Luego tenemos a la izquierda “vegetariana”, representada por figuras como Lula da Silva (Brasil), Alan García (Perú), Tabaré Vázquez (Uruguay) y Oscar Arias (Costa Rica), entre otros. A pesar de la esporádica retórica carnosa, estos dirigentes han evitado los errores de la vieja izquierda, incluida la confrontación rutinaria con el mundo exterior y el libertinaje monetario y fiscal. Pero han optado por una especie de mansedumbre social-demócrata y temer hacer muchas olas en casa. Su éxito, como en el caso de Lula y García, se debe a la sana administración antes que a la reforma del Estado. Mantienen indicadores macroeconómicos saludables y, en algunos casos, han resistido la presión de su base para regresar a un populismo a la vieja usanza, pero no están, necesariamente, reduciendo la burocracia y los impuestos, ni fortaleciendo el Estado de Derecho tanto como deberían. El crecimiento del PBI brasileño no superará el 4,5 por ciento este año a pesar de haber recibido 34 mil millones de dólares de inversión extranjera directa el año pasado, dos veces más que el año anterior. No está mal, pero podría estar mejor.
Luego está la izquierda “carnívora”, representada por Fidel Castro, Hugo Chávez, Daniel Ortega de Nicaragua, Evo Morales de Bolivia y Rafael Correa de Ecuador (el paraguayo Fernando Lugo de Paraguay y el hondureño Manuel Zelaya han pedido el carnet de socios en el club pero todavía no han ingresado). Se aferran a una visión marxista de la sociedad y una mentalidad de Guerra Fría que separa al “norte” del “sur”, y procuran explotar las tensiones étnicas, particularmente en la región andina. La lluvia de dinero petrolero obtenido por Hugo Chávez está financiando gran parte de este esfuerzo. Según distintas fuentes, su petro-diplomacia subversiva ha destinado hasta ahora entre 16 y 24 mil millones de dólares que no le pertenecen a él sino al pueblo venezolano.
La gastronomía del matrimonio Kirchner en Argentina es ambigua —se ubican en algún punto entre los carnívoros y los vegetarianos, a pesar de que el gobierno de Cristina Kirchner se ha acercado a pasos agigantados a los carnívoros en los últimos meses al tratar de establecer un impuesto colosal a las exportaciones y nacionalizar las pensiones de la clase media. Tomando en cuenta el gobierno actual y el anterior, la pareja ha inflado la moneda, establecido controles de precios sobre la mitad de los productos que componen el índice de precios al consumidor y nacionalizado o creado empresas estatales en ocho de los principales sectores de la economía. Pero han evitado los extremos revolucionarios e incluso pagado la deuda al Fondo Monetario Internacional (aunque se han endeudado con Chávez, que es nuestro FMI).

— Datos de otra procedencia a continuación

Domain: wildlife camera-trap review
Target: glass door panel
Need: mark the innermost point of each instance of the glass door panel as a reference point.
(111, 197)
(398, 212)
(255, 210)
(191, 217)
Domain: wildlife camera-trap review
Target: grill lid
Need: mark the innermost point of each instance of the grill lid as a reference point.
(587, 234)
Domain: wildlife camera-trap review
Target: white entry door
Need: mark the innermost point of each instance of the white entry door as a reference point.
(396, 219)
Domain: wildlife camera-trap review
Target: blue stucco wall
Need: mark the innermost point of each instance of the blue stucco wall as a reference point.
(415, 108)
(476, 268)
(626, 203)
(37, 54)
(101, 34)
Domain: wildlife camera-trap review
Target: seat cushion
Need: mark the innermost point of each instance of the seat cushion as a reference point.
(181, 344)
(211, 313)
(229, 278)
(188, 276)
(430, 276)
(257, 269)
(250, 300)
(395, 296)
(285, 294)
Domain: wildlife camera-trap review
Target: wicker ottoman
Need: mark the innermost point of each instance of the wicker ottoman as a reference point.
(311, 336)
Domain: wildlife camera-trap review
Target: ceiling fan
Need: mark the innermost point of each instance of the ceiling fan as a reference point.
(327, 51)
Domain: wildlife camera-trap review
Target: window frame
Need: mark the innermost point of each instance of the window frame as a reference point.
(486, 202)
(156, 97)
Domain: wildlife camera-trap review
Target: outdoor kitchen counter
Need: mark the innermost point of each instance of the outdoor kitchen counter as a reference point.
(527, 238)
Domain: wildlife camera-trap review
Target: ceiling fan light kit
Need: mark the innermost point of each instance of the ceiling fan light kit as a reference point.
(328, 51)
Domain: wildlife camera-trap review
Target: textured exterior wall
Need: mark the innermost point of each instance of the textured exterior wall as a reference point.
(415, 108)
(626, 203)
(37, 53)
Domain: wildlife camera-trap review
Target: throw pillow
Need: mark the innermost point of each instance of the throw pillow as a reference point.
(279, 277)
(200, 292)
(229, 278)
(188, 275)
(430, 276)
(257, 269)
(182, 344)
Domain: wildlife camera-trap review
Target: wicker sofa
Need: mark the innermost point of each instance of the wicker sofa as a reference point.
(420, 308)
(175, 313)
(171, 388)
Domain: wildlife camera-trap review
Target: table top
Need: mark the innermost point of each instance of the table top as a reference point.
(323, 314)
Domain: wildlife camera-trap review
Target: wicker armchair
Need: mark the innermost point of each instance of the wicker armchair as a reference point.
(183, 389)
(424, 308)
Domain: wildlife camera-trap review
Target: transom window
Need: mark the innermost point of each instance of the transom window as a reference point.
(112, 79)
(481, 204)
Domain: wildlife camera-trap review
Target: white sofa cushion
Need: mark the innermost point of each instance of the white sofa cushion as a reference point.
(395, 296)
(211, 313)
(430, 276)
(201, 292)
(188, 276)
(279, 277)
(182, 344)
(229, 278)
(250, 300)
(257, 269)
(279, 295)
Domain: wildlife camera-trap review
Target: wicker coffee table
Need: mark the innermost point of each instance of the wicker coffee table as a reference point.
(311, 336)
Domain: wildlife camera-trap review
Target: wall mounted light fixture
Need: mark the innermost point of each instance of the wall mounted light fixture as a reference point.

Las diferencias al interior de la izquierda son tan grandes como lo son entre la izquierda y la derecha. Tanto los carnívoros como los vegetarianos se opusieron al Area de (semi)Libre Comercio de las Américas que los EE.UU. y 29 naciones latinoamericanas deseaban suscribir. Pero la integración sudamericana —que fue presentada como la alternativa a la integración de todo el hemisferio— es una mezcolanza de bloques sub-regionales que compiten entre sí y están desgarrados por luchas internas, de la cual no ha surgido nada consistente a pesar de la retórica bolivariana. Resulta difícil entender por qué las 29 naciones no siguieron adelante y dejaron atrás al MERCOSUR. El comercio de los países del MERCOSUR (incluido su nuevo miembro, Venezuela) con el mundo representa apenas el 40 por ciento del comercio mundial del resto de América Latina y el Caribe, y un magro 7 por ciento del comercio mundial de todas las naciones restantes del hemisferio si incluimos a los Estados Unidos y Canadá. ¿Por qué se dejaron intimidar esos 29 países que deseaban avanzar hacia el libre comercio por unos pocos brabucones en la cumbre de Mar del Plata de 2005?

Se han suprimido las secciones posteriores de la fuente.